Regulatory Specialist

3-5+ years of experience in privacy or healthcare compliance roles, ideally in digital health, health tech, telehealth, and/or payer/provider environments. Strong working knowledge of HIPAA, HITECH, and U.S. privacy laws. Ability to translate complex rules into clear, actionable guidance. Exceptional attention to detail and comfort navigating ambiguity. Collaborative communication style with a commitment to integrity, confidentiality, and member-first thinking. Certifications such as CHPC, CHC, CIPP/US, or CIPM (Nice to have). Experience supporting audits, accreditation, or compliance program development (Nice to have). Familiarity with digital health workflows, clinical operations, employer-sponsored benefit models, or pharmacy services (Nice to have).

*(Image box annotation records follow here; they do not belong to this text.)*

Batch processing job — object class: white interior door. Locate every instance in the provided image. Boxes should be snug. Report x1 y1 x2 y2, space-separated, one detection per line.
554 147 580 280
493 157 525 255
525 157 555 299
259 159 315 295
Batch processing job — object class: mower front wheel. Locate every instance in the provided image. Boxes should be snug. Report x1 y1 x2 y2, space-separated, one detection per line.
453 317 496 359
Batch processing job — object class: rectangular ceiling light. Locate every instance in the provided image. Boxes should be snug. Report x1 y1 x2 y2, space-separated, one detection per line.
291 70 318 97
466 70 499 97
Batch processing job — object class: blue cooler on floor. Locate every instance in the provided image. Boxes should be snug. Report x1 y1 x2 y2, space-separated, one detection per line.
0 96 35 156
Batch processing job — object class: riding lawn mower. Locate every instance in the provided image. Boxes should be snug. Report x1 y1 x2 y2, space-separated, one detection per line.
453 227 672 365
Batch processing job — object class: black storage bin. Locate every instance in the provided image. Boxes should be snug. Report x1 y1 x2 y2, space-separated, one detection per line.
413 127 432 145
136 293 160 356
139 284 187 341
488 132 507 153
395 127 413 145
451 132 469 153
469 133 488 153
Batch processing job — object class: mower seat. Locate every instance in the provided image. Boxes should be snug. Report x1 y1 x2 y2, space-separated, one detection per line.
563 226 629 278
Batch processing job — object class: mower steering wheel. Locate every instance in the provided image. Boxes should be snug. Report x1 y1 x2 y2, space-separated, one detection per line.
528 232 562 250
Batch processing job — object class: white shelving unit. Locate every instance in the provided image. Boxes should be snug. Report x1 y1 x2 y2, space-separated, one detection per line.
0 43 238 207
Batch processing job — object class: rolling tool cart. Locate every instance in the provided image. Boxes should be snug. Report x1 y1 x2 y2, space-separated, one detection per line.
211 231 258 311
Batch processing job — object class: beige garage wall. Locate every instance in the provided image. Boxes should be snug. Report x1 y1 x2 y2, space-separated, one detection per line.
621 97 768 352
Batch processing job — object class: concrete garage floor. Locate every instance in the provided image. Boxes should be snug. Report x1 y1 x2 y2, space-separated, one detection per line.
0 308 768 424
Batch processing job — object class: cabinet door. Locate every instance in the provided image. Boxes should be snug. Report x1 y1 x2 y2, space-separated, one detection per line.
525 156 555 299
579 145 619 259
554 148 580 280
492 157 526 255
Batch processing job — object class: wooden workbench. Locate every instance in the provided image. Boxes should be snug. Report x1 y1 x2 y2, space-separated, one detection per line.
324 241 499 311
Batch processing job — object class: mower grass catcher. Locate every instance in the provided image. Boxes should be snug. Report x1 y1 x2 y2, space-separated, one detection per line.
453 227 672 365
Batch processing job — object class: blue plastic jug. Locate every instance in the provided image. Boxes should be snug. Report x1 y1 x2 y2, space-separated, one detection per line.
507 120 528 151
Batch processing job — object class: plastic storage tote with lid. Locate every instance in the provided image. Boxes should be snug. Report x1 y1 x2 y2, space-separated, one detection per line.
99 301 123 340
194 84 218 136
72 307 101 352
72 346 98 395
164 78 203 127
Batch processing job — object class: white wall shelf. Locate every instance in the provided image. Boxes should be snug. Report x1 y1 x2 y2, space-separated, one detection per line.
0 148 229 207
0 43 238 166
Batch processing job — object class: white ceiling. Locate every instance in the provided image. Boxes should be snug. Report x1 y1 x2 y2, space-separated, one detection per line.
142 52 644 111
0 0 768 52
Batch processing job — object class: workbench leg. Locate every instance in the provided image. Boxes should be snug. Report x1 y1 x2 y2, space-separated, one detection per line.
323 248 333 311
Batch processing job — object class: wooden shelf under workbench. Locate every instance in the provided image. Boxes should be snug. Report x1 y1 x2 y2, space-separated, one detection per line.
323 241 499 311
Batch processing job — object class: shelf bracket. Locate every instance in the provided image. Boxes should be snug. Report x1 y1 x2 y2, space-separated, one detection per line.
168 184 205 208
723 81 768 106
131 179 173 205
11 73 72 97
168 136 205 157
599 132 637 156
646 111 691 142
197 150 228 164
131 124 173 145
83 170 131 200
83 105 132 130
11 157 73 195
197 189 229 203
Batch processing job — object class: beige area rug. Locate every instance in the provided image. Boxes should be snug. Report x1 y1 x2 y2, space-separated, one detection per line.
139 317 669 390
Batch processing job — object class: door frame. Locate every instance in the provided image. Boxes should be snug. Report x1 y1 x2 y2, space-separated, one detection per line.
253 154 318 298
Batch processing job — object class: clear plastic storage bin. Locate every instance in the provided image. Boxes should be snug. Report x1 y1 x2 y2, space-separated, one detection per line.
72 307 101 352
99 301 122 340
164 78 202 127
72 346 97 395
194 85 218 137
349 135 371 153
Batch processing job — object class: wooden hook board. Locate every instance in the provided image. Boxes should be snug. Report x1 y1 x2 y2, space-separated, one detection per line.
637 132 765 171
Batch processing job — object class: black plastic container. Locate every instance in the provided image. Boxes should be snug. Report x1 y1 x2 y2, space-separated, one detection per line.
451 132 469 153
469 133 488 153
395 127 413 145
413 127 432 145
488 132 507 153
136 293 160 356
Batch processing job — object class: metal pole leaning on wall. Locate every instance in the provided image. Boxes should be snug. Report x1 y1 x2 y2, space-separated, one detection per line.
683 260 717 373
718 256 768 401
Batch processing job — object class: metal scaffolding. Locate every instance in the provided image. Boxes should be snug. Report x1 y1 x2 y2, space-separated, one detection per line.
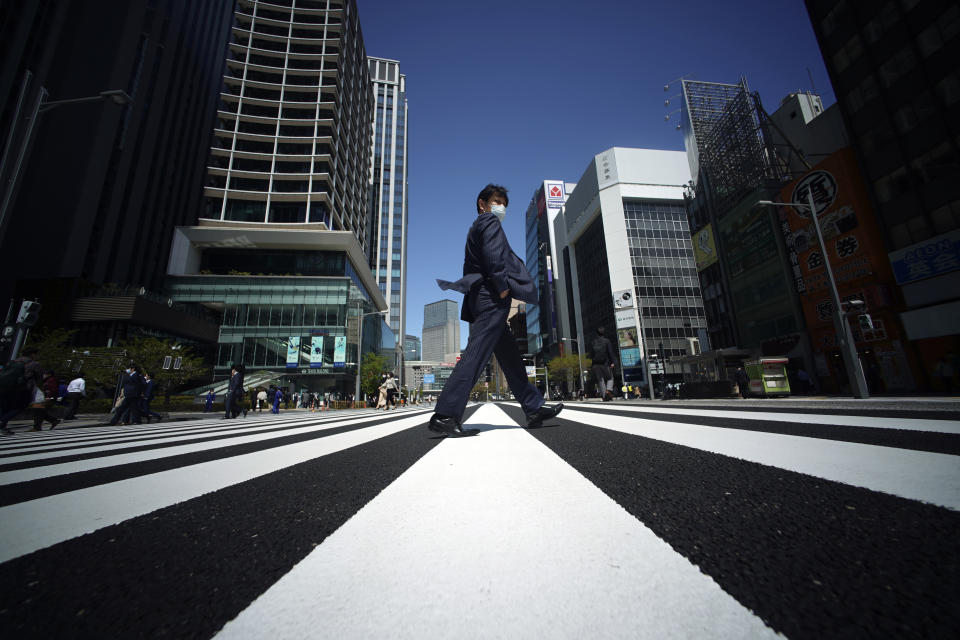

Support the Privacy Program with guidance grounded in HIPAA, HITECH, CCPA/CPRA, state data privacy laws, GDPR, and emerging privacy requirements. Review new products, features, data flows, and vendor relationships through a privacy lens. Conduct Privacy Impact Assessments and recommend safeguards. Manage the Privacy email inbox, triaging and responding to inquiries. Assist with privacy and data incident investigations. Support day-to-day healthcare compliance activities across digital health, virtual care, pharmacy, and surgical care services. Stay on top of regulatory changes affecting digital health services. Assist with CMS, OCR, OIG, and state-level requirements. Prepare and support internal and external audits. Draft and update policies, SOPs, playbooks, and training decks. Design and implement a process to manage data subject requests. Organize compliance documentation and support risk assessments. Use tools like OneTrust and ticketing systems for request tracking and reporting. Offer practical guidance to teams across the organization. Help teams operationalize compliance requirements.